Having depression during early adulthood causes immense suffering to the individual and their family. It also impacts public finances over the lifetime of these individuals. Since the young will have to bear the financial burden of managing the UK’s post-pandemic economic recovery, it makes financial as well as moral sense to invest more in their futures, safeguarding their mental health so they have the ability to participate meaningfully in the economy and contribute more taxes over their working lives.
The numbers are stark. Recent Intergenerational Foundation analysis reveals that the government loses around £2.9bn in net tax contributions for each cohort of depressed 16–40 year olds by not investing earlier in the prevention of mental ill health. By increasing spending on depression earlier in life, in a way that halves the size of the impact that depression has on the likelihood of becoming NEET, the government could retrieve lost net tax contributions of £1.74bn per cohort.
In short, earlier intervention makes sound economic sense as well as being a health imperative.
As Norman Lamb, former government minister and now chair of the Children and Young People’s Mental Health Coalition, puts it: “I have seen first-hand some decision-makers’ reluctance to embrace prevention. But the evidence is clear: if a government’s goal is to allocate resources as effectively as possible, there is no better deal than preventing mental health problems occurring and worsening.”

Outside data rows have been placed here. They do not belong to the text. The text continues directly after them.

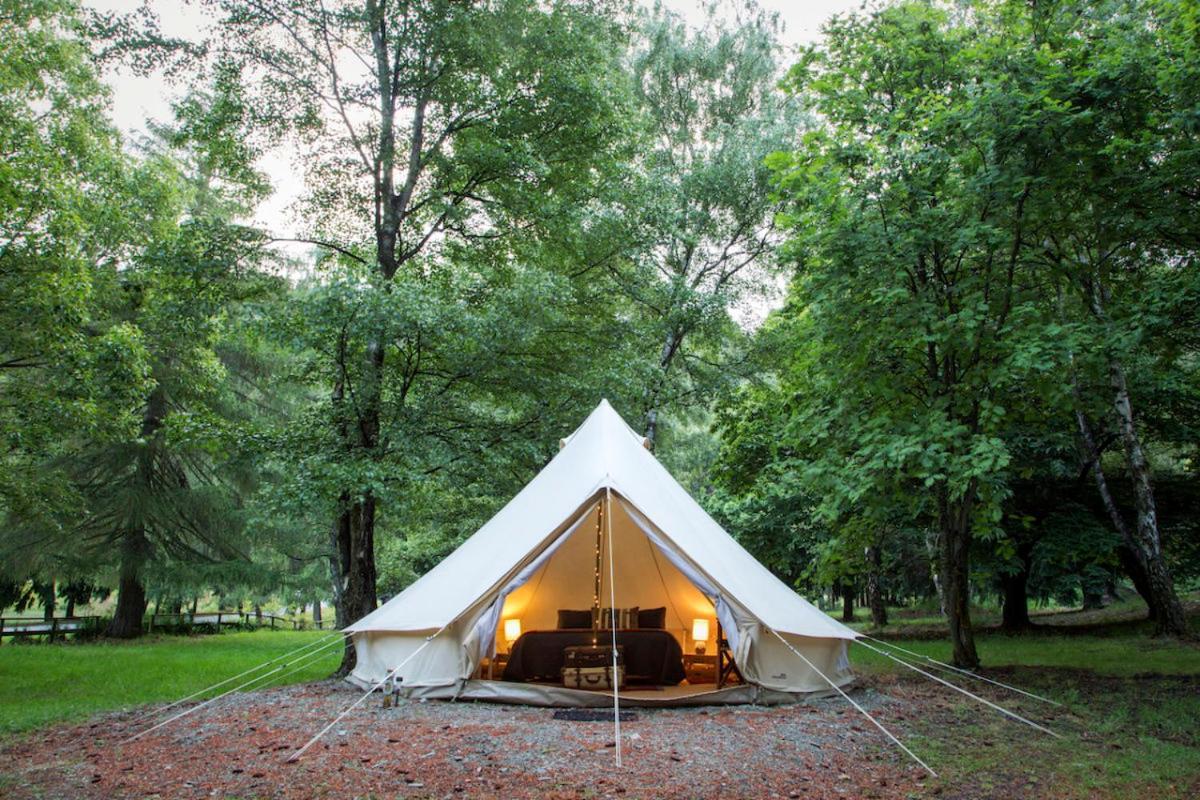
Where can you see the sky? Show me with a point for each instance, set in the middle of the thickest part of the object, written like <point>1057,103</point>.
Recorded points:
<point>137,100</point>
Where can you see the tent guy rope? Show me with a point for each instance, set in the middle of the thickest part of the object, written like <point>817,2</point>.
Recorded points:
<point>357,703</point>
<point>241,674</point>
<point>227,692</point>
<point>960,671</point>
<point>851,701</point>
<point>959,689</point>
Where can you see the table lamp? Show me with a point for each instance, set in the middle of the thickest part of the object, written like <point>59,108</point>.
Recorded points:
<point>511,631</point>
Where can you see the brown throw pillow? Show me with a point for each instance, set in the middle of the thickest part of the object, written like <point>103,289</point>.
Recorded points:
<point>570,619</point>
<point>627,618</point>
<point>654,618</point>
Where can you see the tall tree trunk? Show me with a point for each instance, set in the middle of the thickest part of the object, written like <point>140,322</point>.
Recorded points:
<point>955,539</point>
<point>875,585</point>
<point>131,594</point>
<point>1128,553</point>
<point>1168,611</point>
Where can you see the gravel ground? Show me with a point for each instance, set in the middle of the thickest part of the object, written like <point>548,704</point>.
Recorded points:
<point>238,747</point>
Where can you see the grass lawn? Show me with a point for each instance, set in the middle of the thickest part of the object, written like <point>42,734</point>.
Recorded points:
<point>1131,702</point>
<point>1128,720</point>
<point>41,684</point>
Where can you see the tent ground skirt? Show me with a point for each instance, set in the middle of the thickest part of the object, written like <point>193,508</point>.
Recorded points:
<point>549,696</point>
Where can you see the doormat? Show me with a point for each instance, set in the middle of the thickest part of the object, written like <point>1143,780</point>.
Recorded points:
<point>592,715</point>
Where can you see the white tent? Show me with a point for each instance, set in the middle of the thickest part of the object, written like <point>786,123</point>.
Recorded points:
<point>539,555</point>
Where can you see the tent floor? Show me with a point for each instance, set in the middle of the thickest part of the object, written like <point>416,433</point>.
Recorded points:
<point>550,696</point>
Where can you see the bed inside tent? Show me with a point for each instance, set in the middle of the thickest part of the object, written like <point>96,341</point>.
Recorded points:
<point>585,593</point>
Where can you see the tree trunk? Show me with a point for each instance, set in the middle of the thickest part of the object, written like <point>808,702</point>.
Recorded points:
<point>131,594</point>
<point>1015,611</point>
<point>48,601</point>
<point>875,588</point>
<point>1168,609</point>
<point>955,535</point>
<point>1169,612</point>
<point>1128,553</point>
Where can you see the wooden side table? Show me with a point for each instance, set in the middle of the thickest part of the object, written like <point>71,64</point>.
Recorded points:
<point>700,669</point>
<point>495,667</point>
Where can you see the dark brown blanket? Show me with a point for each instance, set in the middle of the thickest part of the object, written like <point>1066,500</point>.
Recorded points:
<point>652,656</point>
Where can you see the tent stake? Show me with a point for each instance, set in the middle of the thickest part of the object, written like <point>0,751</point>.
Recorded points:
<point>359,702</point>
<point>959,689</point>
<point>960,671</point>
<point>851,701</point>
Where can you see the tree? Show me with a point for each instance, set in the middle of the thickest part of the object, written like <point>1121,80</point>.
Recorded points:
<point>700,196</point>
<point>65,223</point>
<point>441,122</point>
<point>910,222</point>
<point>1121,176</point>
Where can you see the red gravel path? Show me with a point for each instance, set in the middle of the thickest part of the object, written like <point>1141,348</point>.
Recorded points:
<point>238,749</point>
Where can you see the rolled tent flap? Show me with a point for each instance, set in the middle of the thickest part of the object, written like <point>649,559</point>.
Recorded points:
<point>724,609</point>
<point>481,641</point>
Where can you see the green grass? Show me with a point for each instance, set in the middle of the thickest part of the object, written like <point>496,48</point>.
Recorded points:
<point>1128,721</point>
<point>41,684</point>
<point>1102,655</point>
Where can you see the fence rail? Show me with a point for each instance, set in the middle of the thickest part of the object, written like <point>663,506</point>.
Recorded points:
<point>52,627</point>
<point>63,625</point>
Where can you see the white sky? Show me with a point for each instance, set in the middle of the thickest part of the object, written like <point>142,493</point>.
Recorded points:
<point>138,100</point>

While the government has promised to prioritise young people in future funding decisions, actions speak louder than words. Some 26 per cent of children referred to specialist children’s mental health services were rejected in 2018/19, while children had to wait an average of two months before treatment commenced in 2019. Shockingly, some children were actually removed from waiting lists during the Covid-19 crisis, such as those under the care of Norfolk and Suffolk NHS Foundation Trust. Since the pandemic hit, many have been treated as an afterthought.
We need these young tax contributors of the future — and that means investing earlier in their education, their employability, and their long-term wellbeing.
If the social contract between the generations is to withstand the impact of Covid-19 on our national finances, let’s start with investing in young people’s mental health.